Barrel Age vs. Balsamic Age
The age of a balsamic is exactly that; how long the cooked grape must has been aged in wood casks. Please do not confuse this with the slight of hand marketing terms referring to the age of the wood barrels. Yes the label may say "barrel aged" but the real question is: how long? We have recently seen product descriptions stating the "balsamic" was aged in 25, 50, 100 year-old wood barrels. This does NOT mean the balsamic is 25, 50, 100 years of age. Unless you are interested in consuming the wood, the age of the barrel is meaningless. All true barrel aged Italian balsamic vinegars are aged in a battery of conditioned wood casks.
Viscosity of 12 year-aged balsamic should be very similar to water. Viscosity of 18 year-aged balsamic should be similar to olive oil (lightly coat the sides of a cup), but not thick like Hersey's chocolate syrup. Take home message: One can age grape must in 1000 year-old wood barrels for 2 days but the end result is still a 2 day-old red wine vinegar and not a 1000 year-old balsamic vinegar.
How is white balsamic vinegar produced?
Same process as the Solera method above except for two key changes.
- The grape must is not caramelized and;
- The grape must is aged in new wood and not previously used (old wood) aceto balsamico barrels.
When does the flavor infusion process occur?
Flavor-infusion for our balsamic vinegars occurs after the aging process.
Are your balsamic vinegars gluten free?
Yes, all of Terra d'Oliva balsamic vinegars are gluten free and produced in gluten free facilities.
My cork is stuck or broken, what should I do?
First and most importantly don't panic, it will be ok! We like to use the phrase "Balsamic + Cork + Glass = Glue". We bottle all products in-store and use corks to seal off the bottles. By nature, balsamics contain small amounts of sugar from the grapes and therefore may become sticky. Simple cork maintenance is especially important to prevent sticking and/or breaking. Please follow these simple tips when reseating the cork after use:
- Rinse cork off with warm water and wipe dry between uses;
- Do not push cork all the way back into bottle;
- Wiggle cork back and forth to insert or remove from bottle;
- Use a cork alternative such as a pouring spout (eliminates the need to remove cork during each application).
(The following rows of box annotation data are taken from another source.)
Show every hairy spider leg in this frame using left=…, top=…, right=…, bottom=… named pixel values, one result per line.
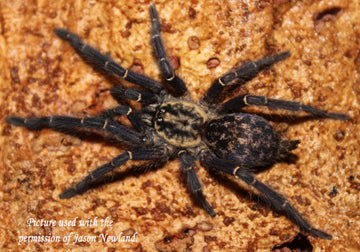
left=60, top=147, right=166, bottom=199
left=54, top=28, right=163, bottom=93
left=6, top=116, right=146, bottom=146
left=203, top=51, right=290, bottom=104
left=110, top=86, right=157, bottom=103
left=179, top=151, right=216, bottom=217
left=150, top=4, right=187, bottom=95
left=201, top=152, right=332, bottom=240
left=98, top=105, right=144, bottom=132
left=217, top=95, right=350, bottom=121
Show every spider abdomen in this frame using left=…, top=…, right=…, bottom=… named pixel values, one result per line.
left=203, top=113, right=280, bottom=168
left=154, top=100, right=207, bottom=147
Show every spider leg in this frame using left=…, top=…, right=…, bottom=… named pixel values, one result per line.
left=202, top=152, right=332, bottom=240
left=110, top=86, right=156, bottom=103
left=203, top=51, right=290, bottom=104
left=218, top=95, right=350, bottom=120
left=6, top=116, right=146, bottom=146
left=54, top=28, right=162, bottom=93
left=98, top=105, right=144, bottom=132
left=179, top=151, right=216, bottom=217
left=60, top=148, right=166, bottom=199
left=150, top=4, right=187, bottom=95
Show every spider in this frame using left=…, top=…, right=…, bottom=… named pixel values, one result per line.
left=6, top=5, right=350, bottom=239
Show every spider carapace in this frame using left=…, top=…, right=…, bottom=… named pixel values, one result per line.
left=7, top=5, right=349, bottom=239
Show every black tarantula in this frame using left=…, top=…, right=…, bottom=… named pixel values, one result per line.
left=7, top=5, right=349, bottom=239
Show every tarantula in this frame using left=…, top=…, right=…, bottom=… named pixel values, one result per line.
left=7, top=5, right=349, bottom=239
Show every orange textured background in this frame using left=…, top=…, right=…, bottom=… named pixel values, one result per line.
left=0, top=0, right=360, bottom=251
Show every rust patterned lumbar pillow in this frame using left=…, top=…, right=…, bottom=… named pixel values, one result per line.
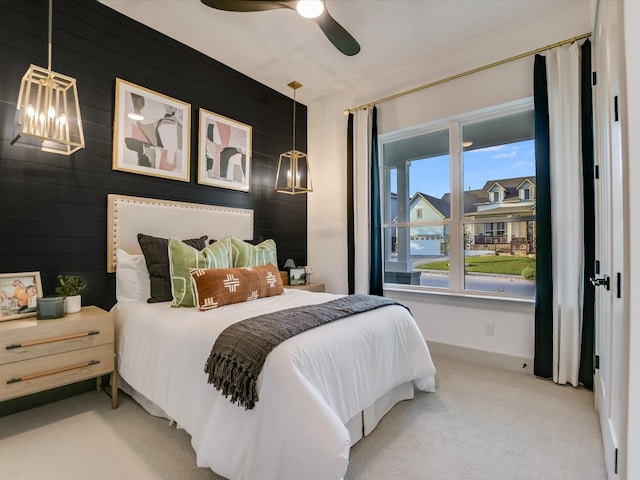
left=189, top=264, right=284, bottom=311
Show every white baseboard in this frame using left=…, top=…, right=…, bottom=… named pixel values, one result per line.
left=427, top=342, right=533, bottom=375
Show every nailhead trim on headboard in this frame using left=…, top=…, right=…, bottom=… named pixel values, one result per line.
left=107, top=194, right=253, bottom=272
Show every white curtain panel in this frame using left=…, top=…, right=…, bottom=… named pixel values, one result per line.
left=353, top=107, right=373, bottom=294
left=546, top=42, right=584, bottom=386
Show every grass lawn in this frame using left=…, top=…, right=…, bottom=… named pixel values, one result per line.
left=416, top=255, right=536, bottom=275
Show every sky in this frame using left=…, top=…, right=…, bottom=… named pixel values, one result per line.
left=391, top=140, right=536, bottom=198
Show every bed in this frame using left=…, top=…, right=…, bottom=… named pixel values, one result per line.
left=107, top=195, right=435, bottom=480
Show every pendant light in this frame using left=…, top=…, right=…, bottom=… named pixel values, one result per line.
left=275, top=80, right=313, bottom=195
left=11, top=0, right=84, bottom=155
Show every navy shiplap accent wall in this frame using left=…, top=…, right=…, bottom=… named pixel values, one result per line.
left=0, top=0, right=307, bottom=309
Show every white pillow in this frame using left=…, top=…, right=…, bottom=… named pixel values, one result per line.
left=116, top=249, right=151, bottom=303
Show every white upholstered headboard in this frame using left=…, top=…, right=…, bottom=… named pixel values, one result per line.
left=107, top=193, right=253, bottom=272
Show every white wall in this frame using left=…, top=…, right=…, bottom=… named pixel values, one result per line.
left=308, top=1, right=595, bottom=364
left=622, top=0, right=640, bottom=479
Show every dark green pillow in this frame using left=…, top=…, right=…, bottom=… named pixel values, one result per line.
left=231, top=237, right=278, bottom=267
left=138, top=233, right=207, bottom=303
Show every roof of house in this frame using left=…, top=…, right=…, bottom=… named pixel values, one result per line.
left=480, top=177, right=536, bottom=204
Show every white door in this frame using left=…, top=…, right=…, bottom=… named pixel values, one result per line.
left=593, top=1, right=627, bottom=480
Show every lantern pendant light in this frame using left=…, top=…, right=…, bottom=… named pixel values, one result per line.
left=11, top=0, right=84, bottom=155
left=275, top=81, right=313, bottom=195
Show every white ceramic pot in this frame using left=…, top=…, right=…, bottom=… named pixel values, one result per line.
left=64, top=295, right=82, bottom=313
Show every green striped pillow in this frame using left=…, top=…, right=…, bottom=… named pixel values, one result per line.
left=231, top=236, right=278, bottom=267
left=169, top=237, right=231, bottom=307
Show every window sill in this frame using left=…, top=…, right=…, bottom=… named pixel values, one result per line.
left=383, top=284, right=535, bottom=305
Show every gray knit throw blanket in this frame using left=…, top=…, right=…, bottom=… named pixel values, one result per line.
left=204, top=295, right=408, bottom=410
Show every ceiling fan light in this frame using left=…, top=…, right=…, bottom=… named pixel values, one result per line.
left=296, top=0, right=324, bottom=18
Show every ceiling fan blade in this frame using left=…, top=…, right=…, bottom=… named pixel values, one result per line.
left=200, top=0, right=360, bottom=56
left=314, top=7, right=360, bottom=56
left=201, top=0, right=297, bottom=12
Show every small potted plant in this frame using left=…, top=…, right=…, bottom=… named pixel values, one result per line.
left=56, top=275, right=87, bottom=313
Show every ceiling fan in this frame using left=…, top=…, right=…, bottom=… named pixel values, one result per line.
left=201, top=0, right=360, bottom=56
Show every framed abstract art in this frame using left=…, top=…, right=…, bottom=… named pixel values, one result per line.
left=198, top=108, right=252, bottom=192
left=113, top=78, right=191, bottom=182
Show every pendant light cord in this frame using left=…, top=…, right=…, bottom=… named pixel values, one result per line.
left=47, top=0, right=53, bottom=70
left=293, top=88, right=296, bottom=152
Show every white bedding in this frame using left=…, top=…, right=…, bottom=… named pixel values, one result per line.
left=114, top=289, right=435, bottom=480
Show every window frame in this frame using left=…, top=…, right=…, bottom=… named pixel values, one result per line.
left=378, top=97, right=536, bottom=302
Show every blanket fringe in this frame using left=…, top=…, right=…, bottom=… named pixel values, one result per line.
left=204, top=352, right=258, bottom=410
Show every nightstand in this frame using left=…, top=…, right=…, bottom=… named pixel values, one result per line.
left=0, top=307, right=118, bottom=408
left=284, top=283, right=324, bottom=292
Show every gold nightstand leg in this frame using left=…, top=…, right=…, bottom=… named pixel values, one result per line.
left=111, top=353, right=118, bottom=408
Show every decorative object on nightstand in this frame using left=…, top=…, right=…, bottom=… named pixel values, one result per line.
left=56, top=275, right=87, bottom=313
left=36, top=296, right=65, bottom=320
left=0, top=307, right=118, bottom=408
left=287, top=283, right=324, bottom=292
left=0, top=272, right=42, bottom=322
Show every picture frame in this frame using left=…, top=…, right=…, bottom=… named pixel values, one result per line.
left=289, top=267, right=306, bottom=285
left=198, top=108, right=253, bottom=192
left=0, top=272, right=42, bottom=322
left=112, top=78, right=191, bottom=182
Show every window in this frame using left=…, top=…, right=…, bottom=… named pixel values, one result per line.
left=380, top=101, right=536, bottom=298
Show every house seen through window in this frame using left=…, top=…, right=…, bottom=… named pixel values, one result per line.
left=380, top=101, right=536, bottom=298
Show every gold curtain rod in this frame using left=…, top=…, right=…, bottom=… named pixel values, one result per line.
left=344, top=32, right=591, bottom=115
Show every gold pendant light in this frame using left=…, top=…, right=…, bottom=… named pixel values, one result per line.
left=275, top=81, right=313, bottom=195
left=11, top=0, right=84, bottom=155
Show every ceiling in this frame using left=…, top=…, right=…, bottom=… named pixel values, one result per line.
left=100, top=0, right=584, bottom=104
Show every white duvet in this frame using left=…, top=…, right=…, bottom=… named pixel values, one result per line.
left=114, top=290, right=435, bottom=480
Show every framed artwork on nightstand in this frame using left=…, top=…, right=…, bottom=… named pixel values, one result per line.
left=289, top=267, right=306, bottom=285
left=0, top=272, right=42, bottom=322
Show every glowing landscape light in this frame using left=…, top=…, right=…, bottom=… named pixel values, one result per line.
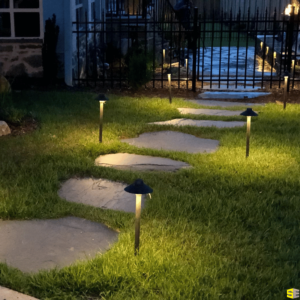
left=96, top=94, right=109, bottom=143
left=124, top=179, right=153, bottom=255
left=241, top=108, right=258, bottom=158
left=283, top=76, right=289, bottom=109
left=168, top=73, right=172, bottom=104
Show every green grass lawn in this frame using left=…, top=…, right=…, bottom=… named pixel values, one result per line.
left=0, top=92, right=300, bottom=300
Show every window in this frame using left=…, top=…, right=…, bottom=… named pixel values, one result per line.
left=75, top=0, right=85, bottom=23
left=91, top=0, right=97, bottom=21
left=0, top=0, right=43, bottom=38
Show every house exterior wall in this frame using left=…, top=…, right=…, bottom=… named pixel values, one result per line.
left=43, top=0, right=64, bottom=78
left=221, top=0, right=297, bottom=19
left=0, top=0, right=43, bottom=78
left=0, top=40, right=43, bottom=78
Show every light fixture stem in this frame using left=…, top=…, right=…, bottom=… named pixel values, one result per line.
left=185, top=58, right=189, bottom=89
left=246, top=117, right=251, bottom=158
left=99, top=102, right=103, bottom=143
left=134, top=194, right=142, bottom=255
left=168, top=74, right=172, bottom=104
left=283, top=76, right=289, bottom=109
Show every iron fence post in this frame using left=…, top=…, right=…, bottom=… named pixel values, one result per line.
left=192, top=7, right=198, bottom=92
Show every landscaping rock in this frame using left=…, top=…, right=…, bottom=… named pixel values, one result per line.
left=0, top=217, right=118, bottom=274
left=0, top=121, right=11, bottom=136
left=0, top=286, right=38, bottom=300
left=95, top=153, right=191, bottom=172
left=198, top=92, right=271, bottom=99
left=121, top=131, right=219, bottom=153
left=177, top=108, right=243, bottom=117
left=188, top=100, right=265, bottom=107
left=58, top=178, right=144, bottom=212
left=148, top=119, right=246, bottom=128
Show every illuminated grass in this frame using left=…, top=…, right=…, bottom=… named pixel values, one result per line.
left=0, top=92, right=300, bottom=300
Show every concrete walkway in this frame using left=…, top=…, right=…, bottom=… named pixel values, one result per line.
left=0, top=286, right=38, bottom=300
left=58, top=178, right=144, bottom=212
left=198, top=91, right=271, bottom=100
left=95, top=153, right=191, bottom=172
left=0, top=217, right=118, bottom=272
left=148, top=119, right=246, bottom=128
left=186, top=99, right=265, bottom=107
left=177, top=108, right=243, bottom=117
left=121, top=131, right=219, bottom=153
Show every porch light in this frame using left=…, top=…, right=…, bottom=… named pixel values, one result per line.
left=124, top=179, right=153, bottom=255
left=283, top=76, right=289, bottom=109
left=241, top=108, right=258, bottom=158
left=284, top=4, right=293, bottom=16
left=168, top=73, right=172, bottom=104
left=95, top=94, right=109, bottom=143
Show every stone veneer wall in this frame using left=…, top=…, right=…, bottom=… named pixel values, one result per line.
left=0, top=41, right=43, bottom=78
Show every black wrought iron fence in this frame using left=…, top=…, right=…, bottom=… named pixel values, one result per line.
left=73, top=6, right=300, bottom=90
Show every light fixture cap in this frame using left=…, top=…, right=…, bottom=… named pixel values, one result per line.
left=124, top=179, right=153, bottom=195
left=95, top=94, right=109, bottom=102
left=241, top=108, right=258, bottom=117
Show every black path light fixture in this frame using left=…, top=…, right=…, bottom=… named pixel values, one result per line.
left=168, top=70, right=172, bottom=104
left=96, top=94, right=109, bottom=143
left=185, top=58, right=189, bottom=89
left=283, top=75, right=289, bottom=109
left=124, top=179, right=153, bottom=255
left=241, top=108, right=258, bottom=158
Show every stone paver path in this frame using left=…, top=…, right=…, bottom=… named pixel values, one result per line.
left=177, top=108, right=243, bottom=117
left=187, top=99, right=265, bottom=107
left=95, top=153, right=191, bottom=172
left=0, top=217, right=118, bottom=272
left=58, top=178, right=145, bottom=212
left=121, top=131, right=219, bottom=153
left=149, top=119, right=246, bottom=128
left=0, top=286, right=38, bottom=300
left=198, top=92, right=271, bottom=99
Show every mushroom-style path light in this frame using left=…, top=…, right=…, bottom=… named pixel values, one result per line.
left=241, top=108, right=258, bottom=158
left=96, top=94, right=109, bottom=143
left=124, top=179, right=153, bottom=255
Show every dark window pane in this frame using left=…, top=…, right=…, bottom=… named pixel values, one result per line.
left=15, top=13, right=40, bottom=37
left=0, top=13, right=11, bottom=37
left=14, top=0, right=39, bottom=8
left=0, top=0, right=9, bottom=8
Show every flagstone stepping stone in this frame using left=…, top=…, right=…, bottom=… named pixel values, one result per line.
left=149, top=119, right=245, bottom=128
left=0, top=286, right=38, bottom=300
left=177, top=108, right=243, bottom=117
left=121, top=131, right=219, bottom=153
left=198, top=92, right=271, bottom=99
left=58, top=178, right=145, bottom=212
left=0, top=217, right=118, bottom=274
left=188, top=100, right=265, bottom=107
left=95, top=153, right=191, bottom=172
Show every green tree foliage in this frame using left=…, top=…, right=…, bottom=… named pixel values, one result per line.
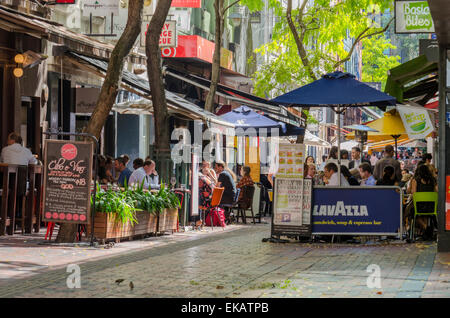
left=241, top=0, right=400, bottom=97
left=362, top=34, right=400, bottom=90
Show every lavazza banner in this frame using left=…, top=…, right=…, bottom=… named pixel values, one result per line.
left=311, top=186, right=402, bottom=236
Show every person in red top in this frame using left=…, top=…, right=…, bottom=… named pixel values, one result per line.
left=236, top=166, right=254, bottom=200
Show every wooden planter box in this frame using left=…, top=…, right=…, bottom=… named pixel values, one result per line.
left=165, top=208, right=178, bottom=233
left=158, top=209, right=167, bottom=232
left=133, top=211, right=157, bottom=235
left=87, top=211, right=157, bottom=239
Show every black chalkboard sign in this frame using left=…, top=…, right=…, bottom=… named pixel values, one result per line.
left=43, top=140, right=93, bottom=224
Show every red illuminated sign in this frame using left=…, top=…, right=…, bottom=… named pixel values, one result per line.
left=172, top=0, right=202, bottom=8
left=55, top=0, right=75, bottom=4
left=161, top=35, right=233, bottom=70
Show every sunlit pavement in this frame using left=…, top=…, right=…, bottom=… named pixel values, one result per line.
left=0, top=224, right=450, bottom=298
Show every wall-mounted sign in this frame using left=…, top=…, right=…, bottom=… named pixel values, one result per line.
left=141, top=21, right=177, bottom=47
left=397, top=106, right=434, bottom=139
left=172, top=0, right=202, bottom=8
left=161, top=35, right=233, bottom=70
left=43, top=140, right=93, bottom=224
left=419, top=39, right=439, bottom=62
left=83, top=0, right=120, bottom=17
left=75, top=87, right=100, bottom=114
left=170, top=9, right=191, bottom=32
left=395, top=0, right=434, bottom=33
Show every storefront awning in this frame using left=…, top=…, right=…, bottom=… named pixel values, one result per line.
left=66, top=52, right=234, bottom=127
left=0, top=5, right=147, bottom=64
left=163, top=68, right=303, bottom=127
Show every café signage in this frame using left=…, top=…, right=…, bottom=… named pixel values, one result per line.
left=43, top=140, right=93, bottom=224
left=397, top=106, right=434, bottom=139
left=312, top=186, right=402, bottom=235
left=395, top=0, right=434, bottom=33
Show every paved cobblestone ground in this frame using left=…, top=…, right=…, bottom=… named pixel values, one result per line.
left=0, top=225, right=450, bottom=298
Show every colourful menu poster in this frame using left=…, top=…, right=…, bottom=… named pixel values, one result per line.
left=276, top=144, right=305, bottom=179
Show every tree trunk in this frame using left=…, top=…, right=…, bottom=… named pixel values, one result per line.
left=286, top=0, right=317, bottom=144
left=145, top=0, right=172, bottom=183
left=56, top=0, right=144, bottom=243
left=205, top=0, right=224, bottom=113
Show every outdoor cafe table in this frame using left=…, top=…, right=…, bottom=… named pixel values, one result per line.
left=0, top=163, right=42, bottom=235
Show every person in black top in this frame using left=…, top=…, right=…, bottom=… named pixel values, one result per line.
left=404, top=164, right=438, bottom=238
left=215, top=161, right=236, bottom=204
left=341, top=165, right=359, bottom=186
left=376, top=166, right=397, bottom=186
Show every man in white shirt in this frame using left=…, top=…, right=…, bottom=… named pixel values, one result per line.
left=0, top=132, right=37, bottom=166
left=129, top=160, right=159, bottom=189
left=323, top=162, right=350, bottom=187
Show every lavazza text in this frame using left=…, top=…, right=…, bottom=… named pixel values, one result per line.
left=313, top=201, right=369, bottom=216
left=181, top=302, right=269, bottom=316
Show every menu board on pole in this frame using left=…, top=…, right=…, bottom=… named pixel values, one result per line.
left=273, top=178, right=303, bottom=226
left=191, top=151, right=199, bottom=215
left=272, top=144, right=312, bottom=236
left=276, top=144, right=305, bottom=179
left=43, top=140, right=93, bottom=224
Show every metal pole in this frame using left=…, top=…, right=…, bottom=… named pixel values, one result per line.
left=111, top=12, right=114, bottom=35
left=336, top=106, right=341, bottom=186
left=89, top=13, right=92, bottom=34
left=437, top=45, right=450, bottom=252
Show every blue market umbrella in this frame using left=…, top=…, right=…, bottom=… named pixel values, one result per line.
left=272, top=71, right=396, bottom=184
left=272, top=71, right=396, bottom=107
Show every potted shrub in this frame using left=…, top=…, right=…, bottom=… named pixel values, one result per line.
left=88, top=186, right=138, bottom=239
left=157, top=184, right=180, bottom=233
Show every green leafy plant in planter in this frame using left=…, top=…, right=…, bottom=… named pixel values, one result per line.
left=91, top=185, right=137, bottom=225
left=124, top=180, right=161, bottom=214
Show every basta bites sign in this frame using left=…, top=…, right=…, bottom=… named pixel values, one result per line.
left=43, top=140, right=93, bottom=224
left=141, top=21, right=177, bottom=47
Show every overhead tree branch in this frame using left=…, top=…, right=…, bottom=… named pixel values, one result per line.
left=334, top=18, right=394, bottom=68
left=286, top=0, right=317, bottom=81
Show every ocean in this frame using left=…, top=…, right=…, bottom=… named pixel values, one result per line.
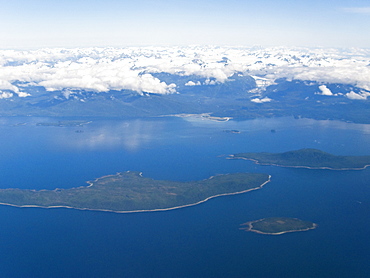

Don't panic, if the cork becomes stuck just use a corkscrew to remove just as you would do with a wine cork.
If I get cork in my balsamic is it ruined?
No, no, no your balsamic is perfectly fine! If it is aesthetically unpleasing then just use a strainer to remove the trace of cork. As for cork ruining wine, well we don't sell wine so no official comment but chances are any cork taint of wine is not because of the cork but rather from a poor wine production. What we can tell you is that cork in your balsamic will not ruin it! Please read the section above on proper cork maintenance to avoid getting cork in your balsamic.